Дрова в очаге уютно потрескивали, варево кипело – котел был большим, и с малых лет вечно-голодный Никита уже стал глотать слюнки. Примерно те же чувства отразились и на лицах его спутников, а Настя, привалившись к широкой спине своего парня, так вообще глаз отвести не могла от огня! Хотя они уже слипались от усталости. Есть же предел человеческой способности вмещать впечатления, тем более – такие!
Старушка села на покрытую ветхим вытертым ковром – и откуда он тут? – низкую тахту. Ни слова не говоря, внимательно воззрилась на гостей. Она не приказывала, не требовала: просто ждала – слов, объяснений… И столько в этом ожидании было ласкового участия, что молчать дальше показалось просто невежливым.
И Никита, повинуясь молчаливому ожиданию, начал рассказывать. Вспыхнувшая симпатия быстро переросла в безграничное доверие. Никто из ребят его не останавливал, а братья-иноки и вовсе слушали во все уши, тем более, что не особо успели разобраться в возложенной на них миссии. И в своем офицерском прошлом, и в нынешнем монастырском бытии, они не привыкли к разъяснениям и комментариям: надо – значит надо, и точка!
Все, все, что знал, что сумел понять не больно велеречивый Никита, он постарался донести до внимательной слушательницы, морщинистое древнее лицо которой поминутно менялось вослед рассказу.
Примечательное, надо сказать, лицо!
Когда стало возможным рассмотреть его как следует, ребята не нашли в ее чертах ничего "горно-алтайского". А поначалу им подумалось, что это местная "шаман-апа" какая-то… Бабушка оказалась европейкой, и в молодости, очевидно, была редкостной красавицей!

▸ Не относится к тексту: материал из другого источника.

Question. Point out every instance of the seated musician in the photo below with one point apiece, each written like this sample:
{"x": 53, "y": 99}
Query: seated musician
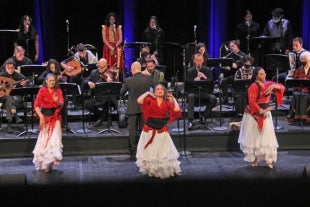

В завершение своего рассказа Никита сдернул перчатку с руки: камень в перстне стал прозрачно-васильковым! Искренняя радость и неподдельное изумление оживили облик старушки, разгладили морщины, – сейчас перед завороженными непрошеными гостями затерянной пещеры сидела женщина, чей возраст уже трудно было бы определить… Впрочем, почему непрошеными? Тихим голосом, произнося русские слова чуть странновато, с устаревшими оборотами, таинственная женщина стала говорить, словно отвечая на невысказанные вопросы. "Так моя прабабушка мне в детстве сказки рассказывала! – с удивлением подумал Данила. – Теперь в России изъясняются совсем по-другому…"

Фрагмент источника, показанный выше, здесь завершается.